Crypto Collection Gritzner:

  • Letters from Max Carl Gritzner and Maximilian Gritzner (1843-1870)
  • Manuscript Max Carl Gritzner Mein Exil
  • Max Carl Gritzner Flüchtlingsleben (hardback edition 1867)
  • Die Constitution: Tagblatt für Demokratie und Volksbelehrung 1848 (hardback)

Biography

Renate Welsh (née Redtenbacher) was born in Vienna in 1937 and grew up in Bad Aussee and Vienna. The early deaths of her mother and her beloved grandfather a few years later were major life-changing events. She spent the last years of the war with her stepmother's family in Bad Aussee, while her father, Norbert Redtenbacher, remained in Vienna as a doctor. After the war, she attended primary and secondary school in Vienna. In 1953/54, Welsh was an exchange student in Portland, Oregon, where she obtained a high school diploma, and in 1955 she graduated from high school in Vienna. From 1955 to 1957 she studied English, Spanish, and political science at the University of Vienna but did not graduate. She worked as a translator for the British Council in Vienna from 1957 to 1959 and as a freelance translator from 1962. Her translations into German include works by Judith Kerr and James A. Michener.

After an accident with long-term consequences, Renate Welsh began writing children's stories and has worked as a freelance writer since 1975. She initially wrote children's and young people's books (including Das Vamperl 1979, Johanna 1979) and radio plays. In the 1990s she began to write for an adult audience with the novels Constanze Mozart – Eine unbedeutende Frau and Das Lufthaus. For the author herself, the distinction between children's and adult literature does not play a major role—in her texts she tries to give a voice to those who have none. Her social commitment is also evident in her extensive (literary) educational work in schools and in the numerous writing workshops she has organized over the years with people with disabilities, the homeless, and addicts, among others. In recent years, Renate Welsh has increasingly written autobiographical texts. In 2019 she published Kieselsteine. Geschichten einer Kindheit, a collection of short stories, and in 2022 Ich ohne Worte, an impressive account of her stroke and the associated loss and recovery of speech.
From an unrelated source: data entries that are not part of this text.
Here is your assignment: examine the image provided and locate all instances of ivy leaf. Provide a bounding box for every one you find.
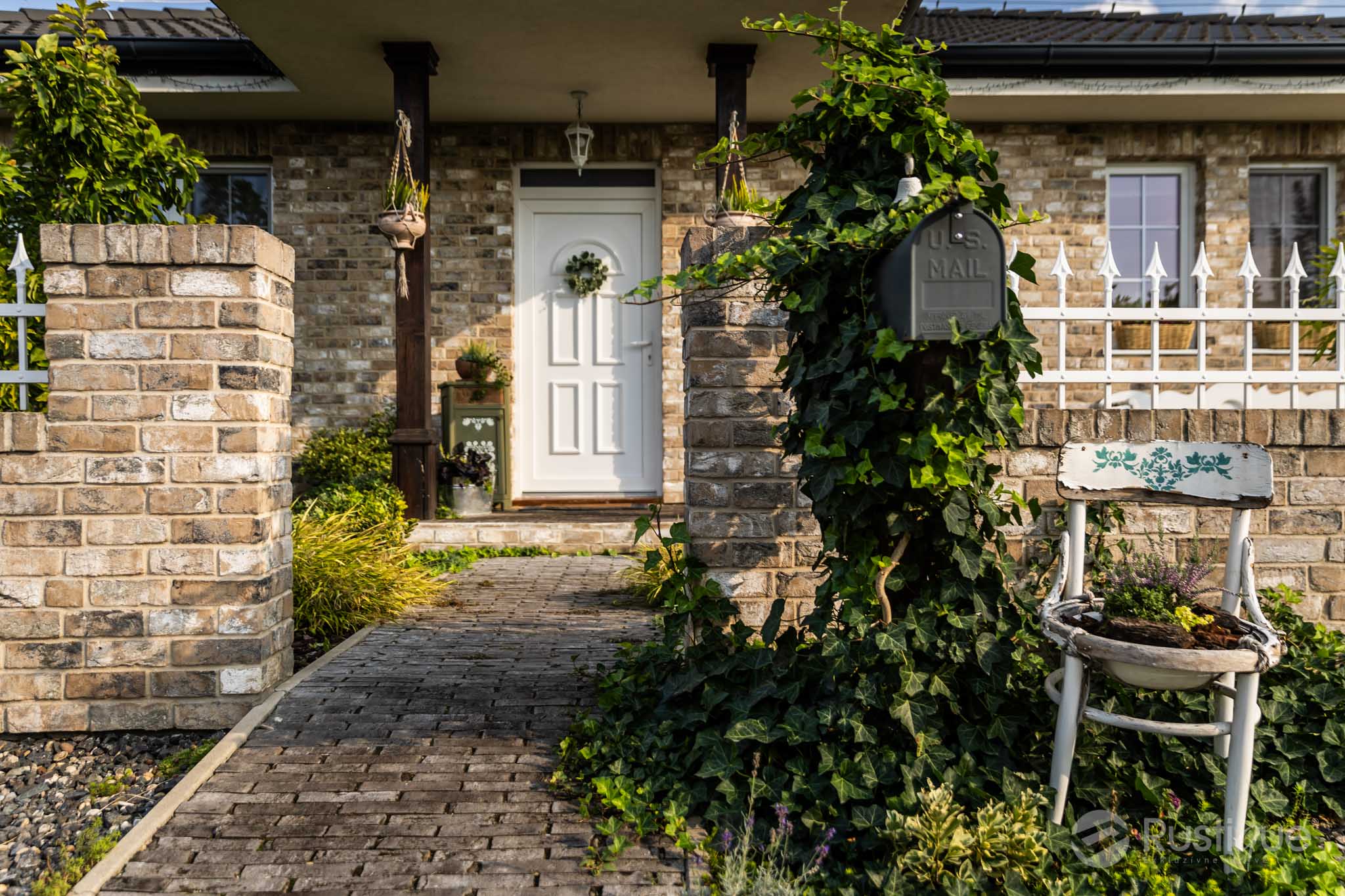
[761,598,784,643]
[952,539,984,579]
[1009,249,1037,284]
[873,326,916,362]
[943,492,979,537]
[1251,778,1290,818]
[724,719,775,743]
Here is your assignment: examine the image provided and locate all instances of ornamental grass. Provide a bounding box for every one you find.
[295,508,444,645]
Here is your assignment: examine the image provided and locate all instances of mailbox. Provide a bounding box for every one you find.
[878,202,1009,340]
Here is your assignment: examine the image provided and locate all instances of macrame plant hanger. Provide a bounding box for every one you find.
[384,109,425,298]
[720,109,748,202]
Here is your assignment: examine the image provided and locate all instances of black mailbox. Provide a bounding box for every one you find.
[878,202,1009,340]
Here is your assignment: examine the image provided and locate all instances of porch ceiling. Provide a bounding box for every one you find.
[146,0,904,122]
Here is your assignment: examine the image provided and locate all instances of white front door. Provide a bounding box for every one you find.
[514,188,663,497]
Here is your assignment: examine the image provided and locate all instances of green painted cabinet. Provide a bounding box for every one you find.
[439,383,512,511]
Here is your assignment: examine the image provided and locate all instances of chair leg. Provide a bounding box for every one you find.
[1050,653,1087,825]
[1213,672,1233,759]
[1224,672,1260,853]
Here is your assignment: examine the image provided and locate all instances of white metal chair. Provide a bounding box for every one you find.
[1040,442,1282,853]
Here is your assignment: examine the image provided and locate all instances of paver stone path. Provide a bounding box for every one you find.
[102,557,684,896]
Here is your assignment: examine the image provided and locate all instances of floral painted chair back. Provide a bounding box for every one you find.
[1056,442,1273,509]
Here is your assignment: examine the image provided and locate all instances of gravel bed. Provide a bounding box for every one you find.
[0,731,225,896]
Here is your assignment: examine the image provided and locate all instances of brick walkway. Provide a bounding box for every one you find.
[102,557,683,896]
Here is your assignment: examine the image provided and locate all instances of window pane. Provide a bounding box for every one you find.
[1107,175,1142,226]
[1145,227,1181,305]
[1251,173,1283,226]
[1110,230,1145,277]
[191,175,229,224]
[229,175,271,230]
[1111,278,1145,308]
[1285,172,1322,228]
[1145,175,1181,227]
[1252,234,1285,308]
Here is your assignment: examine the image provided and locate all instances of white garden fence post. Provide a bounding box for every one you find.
[0,234,47,411]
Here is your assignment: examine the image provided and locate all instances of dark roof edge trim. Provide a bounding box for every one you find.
[0,36,282,77]
[937,43,1345,78]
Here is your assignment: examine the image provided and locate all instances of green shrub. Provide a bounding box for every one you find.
[869,784,1046,892]
[621,543,686,607]
[295,421,393,488]
[295,482,403,544]
[410,547,561,575]
[295,511,443,643]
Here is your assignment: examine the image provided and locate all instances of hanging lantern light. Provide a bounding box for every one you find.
[565,90,593,177]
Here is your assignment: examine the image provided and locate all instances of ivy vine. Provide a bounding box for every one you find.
[565,251,612,298]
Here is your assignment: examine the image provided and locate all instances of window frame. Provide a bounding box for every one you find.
[1103,161,1196,308]
[192,161,276,234]
[1246,161,1336,308]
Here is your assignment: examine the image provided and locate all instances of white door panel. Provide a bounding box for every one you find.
[515,191,662,494]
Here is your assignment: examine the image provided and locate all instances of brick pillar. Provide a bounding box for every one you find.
[0,224,295,732]
[682,227,822,625]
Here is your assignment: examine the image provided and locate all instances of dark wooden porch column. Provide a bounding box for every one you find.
[384,40,439,520]
[705,43,756,196]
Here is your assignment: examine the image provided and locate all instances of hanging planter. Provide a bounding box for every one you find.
[705,110,771,227]
[565,251,612,298]
[374,109,429,298]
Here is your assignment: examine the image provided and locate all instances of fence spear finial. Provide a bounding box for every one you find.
[1145,242,1168,308]
[1326,243,1345,305]
[9,234,32,305]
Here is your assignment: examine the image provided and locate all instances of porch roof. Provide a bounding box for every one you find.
[8,0,1345,123]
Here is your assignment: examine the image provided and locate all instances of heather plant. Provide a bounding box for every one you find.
[693,803,837,896]
[1093,553,1214,630]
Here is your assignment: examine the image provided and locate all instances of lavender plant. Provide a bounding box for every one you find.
[693,803,837,896]
[1093,552,1214,631]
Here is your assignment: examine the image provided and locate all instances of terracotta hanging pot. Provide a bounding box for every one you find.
[375,207,425,251]
[711,211,769,227]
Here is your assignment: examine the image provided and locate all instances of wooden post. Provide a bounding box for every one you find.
[705,43,756,196]
[384,40,439,520]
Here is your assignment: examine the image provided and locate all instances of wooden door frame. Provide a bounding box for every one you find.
[510,161,665,503]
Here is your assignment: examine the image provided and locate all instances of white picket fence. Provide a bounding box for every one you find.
[0,234,47,411]
[1009,240,1345,408]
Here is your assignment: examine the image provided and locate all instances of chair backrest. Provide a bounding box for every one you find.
[1056,442,1273,508]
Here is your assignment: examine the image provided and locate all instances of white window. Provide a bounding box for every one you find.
[1107,165,1195,308]
[1248,164,1334,308]
[191,165,272,231]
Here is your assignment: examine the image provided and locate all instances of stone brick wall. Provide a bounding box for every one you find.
[0,224,295,732]
[975,122,1345,408]
[998,410,1345,630]
[169,122,1345,501]
[682,227,822,625]
[682,227,1345,629]
[165,121,799,502]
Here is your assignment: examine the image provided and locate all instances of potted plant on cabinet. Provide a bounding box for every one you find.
[453,339,512,385]
[439,447,495,516]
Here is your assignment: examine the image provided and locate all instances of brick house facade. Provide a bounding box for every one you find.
[168,122,1345,502]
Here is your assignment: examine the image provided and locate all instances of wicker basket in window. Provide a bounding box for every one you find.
[1111,321,1196,352]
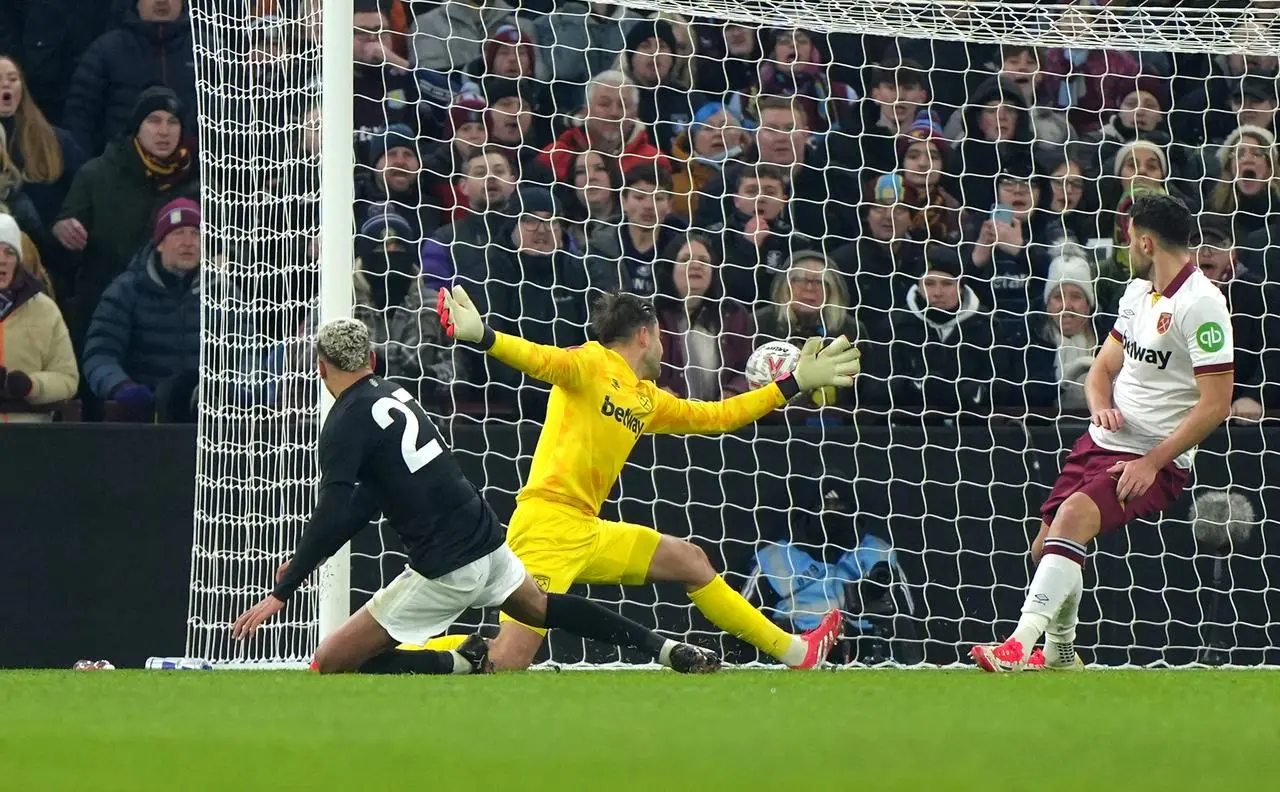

Renate Welsh has received numerous awards for her prolific work, including the Austrian State Prize for Children's and Youth Literature, the German Youth Literature Prize, the City of Vienna Prize for Literature, and the Theodor-Kramer Prize. Since 2006 she has been president of IG Autorinnen Autoren. Renate Welsh lives in Vienna and Hilzmannsdorf (Lower Austria).